Abstract

Background: Neonatal mortality rate is very high in developing countries despite of advancement in perinatal and neonatal care with reduced neonatal mortality rate in many developed countries. This study aims to identify the reasons of admitting neonates for intensive care after vaginal delivery and their outcome.
 Materials and Methods: This is an observational descriptive study conducted for over a year at Nobel Medical College Teaching Hospital which included newborns delivered vaginally within the hospital. Demographic data of newborn and mother was obtained, birth weight, reason for admission and final outcome were documented. Outcomes were classified as improved with recovery, mortality and discharge on request prior to recovery. Descriptive statistics such as mean, percentage and standard deviation were obtained.

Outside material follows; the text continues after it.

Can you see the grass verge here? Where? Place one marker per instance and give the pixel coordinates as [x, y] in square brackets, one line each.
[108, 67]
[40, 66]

 Results: Total 117 neonates were admitted to intensive care out of 3452 vaginal deliveries with male to female ratio of 1.9:2. There were 60 (51.3%) preterm, 55 (47%) full term and 2 (1.7%) post term; and 68 (58.1%) were low birth weight. Prematurity with respiratory distress syndrome was the most common cause of admission (34.2%) along with birth asphyxia (29, 24.8%) and meconium aspiration syndrome (20, 17.1%). Positive Airway Pressure was required in 42 (35.9%). Blood Culture positive growth was seen in 17.9% with most common organism being Staphylococcus aureus. Mean stay was 3.75±2.49 days andmortality in the study population was 6.8%.
 Conclusion: Prematurity with respiratory distress syndrome, birth asphyxia and meconium aspiration syndrome were major indications for admission of newborns delivered via vaginal deliveries to neonatal intensive care unit. One-fourth required mechanical ventilation.